Answer :
To factor the polynomial [tex]\(2x^4 - 7x^3 - 41x^2 - 53x - 21\)[/tex] fully, let's look for factors in a step-by-step manner.
1. Identify Potential Rational Roots:
We start by applying the Rational Root Theorem, which suggests that any rational root of the polynomial, when it is expressed in lowest terms [tex]\( \frac{p}{q} \)[/tex], [tex]\(p\)[/tex] is a factor of the constant term (-21), and [tex]\(q\)[/tex] is a factor of the leading coefficient (2).
Factors of -21: [tex]\( \pm 1, \pm 3, \pm 7, \pm 21\)[/tex]
Factors of 2: [tex]\( \pm 1, \pm 2\)[/tex]
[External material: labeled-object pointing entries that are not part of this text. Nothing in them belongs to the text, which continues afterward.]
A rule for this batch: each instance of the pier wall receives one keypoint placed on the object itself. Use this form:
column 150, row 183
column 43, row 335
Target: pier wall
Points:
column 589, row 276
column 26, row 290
Possible rational roots are: [tex]\( \pm 1, \pm 3, \pm 7, \pm 21, \pm \frac{1}{2}, \pm \frac{3}{2}, \pm \frac{7}{2}, \pm \frac{21}{2}\)[/tex].
2. Test Potential Roots:
We substitute these potential roots into the polynomial to check which one results in zero. This would indicate that it is a root of the polynomial.
3. Perform Synthetic Division:
Whenever a rational root is found, use synthetic division to divide the polynomial by the corresponding linear factor [tex]\((x - \text{root})\)[/tex]. This process helps reduce the polynomial to a lower degree.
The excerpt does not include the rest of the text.